From the Long War to a Long War

We have been fighting the war on Islamist terrorism for two decades. There is a reason it is called the Long War. But even at the peak of fighting in Iraq and Afghanistan, it did not approach the scale of losses in troops and equipment and the expenditure of ammunition that a lengthy war against a peer military power would require.

Yes, we have hard defense choices to make:

The U.S. military does not have enough logistics capability to rapidly deploy for and sustain a fight against a peer-level adversary. But the magnitude of the imbalance, and the fact that the U.S. defense budget is very unlikely to grow enough to address the imbalance while continuing to fund current combat capabilities, requires recognizing a very difficult truth.

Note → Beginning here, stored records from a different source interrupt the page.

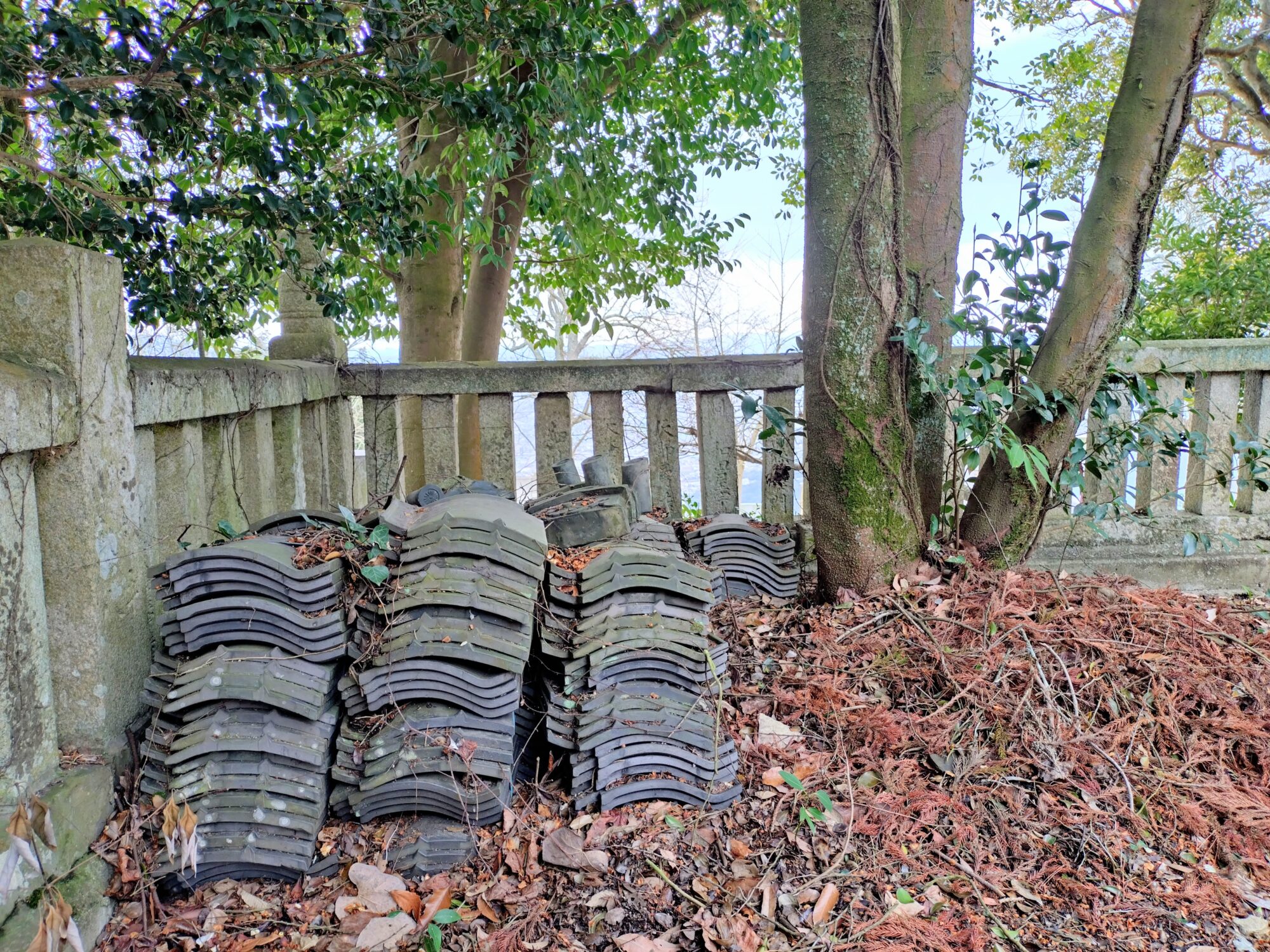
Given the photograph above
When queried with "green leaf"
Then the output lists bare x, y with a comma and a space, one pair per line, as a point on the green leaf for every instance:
792, 781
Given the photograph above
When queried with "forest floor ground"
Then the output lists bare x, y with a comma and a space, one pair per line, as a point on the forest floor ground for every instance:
1000, 760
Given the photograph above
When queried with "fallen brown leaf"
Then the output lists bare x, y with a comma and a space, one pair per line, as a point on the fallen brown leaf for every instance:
824, 908
565, 847
634, 942
438, 902
408, 902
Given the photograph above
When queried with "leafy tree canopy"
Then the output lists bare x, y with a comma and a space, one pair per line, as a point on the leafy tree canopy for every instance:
1215, 281
194, 139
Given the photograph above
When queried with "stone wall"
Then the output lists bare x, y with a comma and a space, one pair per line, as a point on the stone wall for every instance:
110, 464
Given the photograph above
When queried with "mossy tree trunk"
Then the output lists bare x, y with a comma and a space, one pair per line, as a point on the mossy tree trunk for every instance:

To enable the United States to prevail in a fight against a peer-level adversary oceans away — and in a potentially protracted contest — requires shifting a large portion of the defense budget from combat capabilities to deployability and sustainment assets. 

I commented early in the year:

In an age of great power competition, America needs to be able to win a war with significant attrition to our forces. We got used to the post-Cold War era when only small enemies could be smashed in conventional battle. One effect of that more than a quarter century of time is that America's industrial base cannot sustain a long war against a peer military.

And just this morning, as well.

But it is hardly the first time I've mentioned this issue. Especially the change from the post-Cold War era. And not just for sustaining the Navy for a sea control campaign far from our shores. Getting over there requires a lot of effort to move and sustain a lot of stuff.

When giants fight, nobody ever comes home by Christmas.

So I heartily endorse a commitment to rebuilding our capacity to deploy and sustain forces for a long fight.

I pray our potential enemies have worse problems:

Man cannot tell but Allah knows
How much the other side is hurt.

China almost certainly isn't as strong as they project. But fighting so close to their own country might make that a less-than-decisive factor in a war with America.

As I side note, I believe a co-author of that initially cited article, Brad Martin, was the teaching assistant in one of my international relations political science classes at Michigan. He was a good guy and a rare TA who knew his stuff on military matters.